賢者の石エリクシアさえあれば、安価な金属を黄金に変えることで巨万の富を築き、その財力で領地を買い戻すことも…否、それどころか選王侯の座さえも閣下のものとすることができましょう」


 エリアスのウワサを彼の耳に入れた張本人、執事のシュトライガーが城伯の心情を代弁してその具体的野心を語る。


 こちらは痩せ方の背の高い男で、紺のプールポワンにキュロットと白タイツというやはり貴族に準ずる恰好をしており、生真面目そうに黒髪を撫でつけると口髭も綺麗に整えている。

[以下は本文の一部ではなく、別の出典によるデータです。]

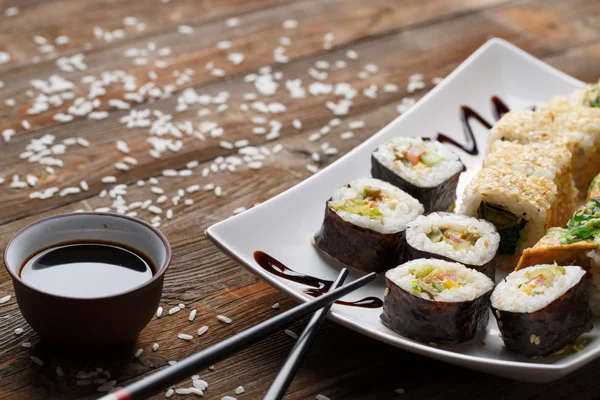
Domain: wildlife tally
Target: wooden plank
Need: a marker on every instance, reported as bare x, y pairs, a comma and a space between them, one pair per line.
195, 51
398, 55
77, 20
204, 278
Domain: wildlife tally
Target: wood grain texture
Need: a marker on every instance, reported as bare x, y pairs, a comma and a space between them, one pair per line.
403, 37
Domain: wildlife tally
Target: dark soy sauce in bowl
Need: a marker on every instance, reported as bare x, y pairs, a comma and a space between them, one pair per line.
87, 269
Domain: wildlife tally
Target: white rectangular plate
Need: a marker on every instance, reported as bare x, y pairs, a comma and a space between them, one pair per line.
283, 226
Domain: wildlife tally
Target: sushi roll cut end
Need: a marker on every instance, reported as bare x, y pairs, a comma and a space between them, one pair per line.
436, 301
470, 241
426, 169
542, 308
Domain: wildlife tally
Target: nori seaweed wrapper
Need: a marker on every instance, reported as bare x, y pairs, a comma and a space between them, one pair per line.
359, 247
437, 198
556, 325
488, 269
434, 321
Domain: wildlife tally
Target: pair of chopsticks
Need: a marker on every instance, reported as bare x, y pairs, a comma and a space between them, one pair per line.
187, 367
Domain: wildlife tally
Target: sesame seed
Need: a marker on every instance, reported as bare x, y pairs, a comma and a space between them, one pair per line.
185, 29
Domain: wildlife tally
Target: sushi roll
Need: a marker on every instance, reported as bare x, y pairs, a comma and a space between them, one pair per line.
521, 207
540, 309
436, 301
364, 224
426, 169
547, 160
576, 128
470, 241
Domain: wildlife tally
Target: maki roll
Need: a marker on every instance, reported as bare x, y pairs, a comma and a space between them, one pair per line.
576, 244
364, 224
436, 301
540, 309
470, 241
425, 169
521, 207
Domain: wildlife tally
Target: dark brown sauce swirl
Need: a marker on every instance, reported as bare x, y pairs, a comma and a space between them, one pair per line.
499, 108
318, 286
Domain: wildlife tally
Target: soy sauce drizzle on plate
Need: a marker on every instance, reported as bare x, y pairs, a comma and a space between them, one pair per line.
499, 108
319, 286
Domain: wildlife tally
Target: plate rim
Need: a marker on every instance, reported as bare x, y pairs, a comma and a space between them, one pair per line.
554, 371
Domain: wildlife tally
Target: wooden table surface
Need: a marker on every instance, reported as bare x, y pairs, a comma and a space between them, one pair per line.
179, 66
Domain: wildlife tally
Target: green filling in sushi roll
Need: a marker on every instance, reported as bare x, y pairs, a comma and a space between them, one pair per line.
508, 225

「その通りよ。これは二度とない好機……必ずや 賢者の石エリクシアを手に入れ、さんざん我をこけにしてきたやつらに目にもの見せてくれようぞ!」 


 ままならぬ境遇に荒みに荒みきっていたジョハン三世の心に、万能の霊薬が野望を芽生えさせることはいとも簡単な作業だった。


「よし! その錬金術師を連れてこい! ダーマ人ごときが賢者の石エリクシアを持つなど生意気にもほどがある。我が有効活用してやろうではないか!」


「ハッ! 直ちに……」


 ジョハンはすぐさま執事に命じ、エリアスのもとにはニャンバルク城への召喚状が届けられた――。




「──早々にニャンバルク城伯からのお呼び出しだ。賢者の石エリクシアによる黄金錬成を御前で披露してもらいたいらしい」


「城伯さまから! もう城伯さまのお耳にも入るなんて、さっそくすごい評判だね! パパ。もちろんお受けするんでしょ?」


 その手紙を読むエリアスに、傍らのマリアンネは嬉々として尋ねる。


「ニャンバルク城伯か……欲をいえば、大公さまとか、もっと力のあるお方の…最終的には皇帝陛下の御前でご覧に入れたいところではあるのだがな。まあ、まずは身近なところからだ。そうして王侯貴族の間でも評判となれば、どこか諸侯の宮廷に召し抱えられるかもしれない……」


 娘の問いかけに、城伯の実情からして少々不満な様子ではあったものの、エリアスはそう答えると丘の上の城へ向かうことにした。


「──それじゃあ行ってくる。そうは言っても城伯さまとて立派な貴族さまだ。黄金変成をお見せすれば、きっとたんまりとご褒美をいただけることだろう……マリアンネ、今晩は久々にご馳走が食べられるぞ?」


「うん! 楽しみに待ってるよ! 一世一代の晴れ舞台、パパ、がんばってね!」


 翌朝、自前の荷車に必要な道具類を積み込んだエリアスは、もらった報償金で食べる豪勢な晩餐を夢見ながら、手を振る娘に見送られてゲットーを後にする。


 ニャンバルク城は小高い丘の上にあるため、土製の炉や原質を載せた荷車を曳いて、坂道をそこまで行くのにも一苦労なのであるが、バルシュミーゲ家に牛や馬を飼うような余裕もないので致し方ない。


 それにゲットー内の仲間には農業従事者がいないため、牛馬を飼っているような家もないので借りることもできない。


「……ふぅー……今さらだが、こんな時こそゴリアテを起こして使えばよかった……ま、道中、怪しまれないよう、どう誤魔化すかという問題は残るが……また、あの夜・・・みたいに騒ぎになってはたまらんからな……」


 額の汗を拭いながら、せっかく造ったゴーレムの有効活用に思い至らなかったことをエリアスは悔やむ。


 それでも、えっちらおっちら坂道を登って行くと、お昼前には巨大な城門の前まで辿り着くことができ、門番に召喚状を見せたエリアスはすぐさま城伯の前に通された。


 いたる所にニャンバルク城伯を表す〝白黒のチェック地に王冠を被ったドラゴン〟の紋章が描かれたその城は、さすが古き時代に神聖イスカンドリア皇帝が居城としていただけのことはあって、長い歴史の中でだいぶくたびれてはいたものの、石造りの城内は今もってなかなかに立派なものである。


「──閣下、こちらが例のダーマ人錬金術師エリアス・バルシュミーゲ氏です」


 玉座の間の一段高くなった上座、傍らに控える執事シュトライガーが、貧乏揺すりをして座る城伯ジョハンにエリアスを紹介する。


「ニャンバルク城伯ジョハン・フォン・ニャンバルク閣下、ご拝謁を賜り、恐悦至極に存じ上げます」


 執事に促され、城伯を前にエリアスは片膝を突いて畏まると、たいそう慇懃に挨拶をしてみせた。


「無駄な挨拶はよい。それよりもさっそく黄金変成を見せてもらおうか」


 一方、対するジョハン三世は素っ気ない態度で挨拶もそこそこに、早々、賢者の石エリクシアによる錬成の実践を要求してくる。


「ここではなんだ。厨房を貸すゆえ、そこで黄金変成をやってみせよ。ついて参れ」


「……え? あ、は、はい!」


 なんともせっかちな城伯に面くらいつつも、すでに歩き始めているジョハンの後をエリアスも慌てて追いかけた。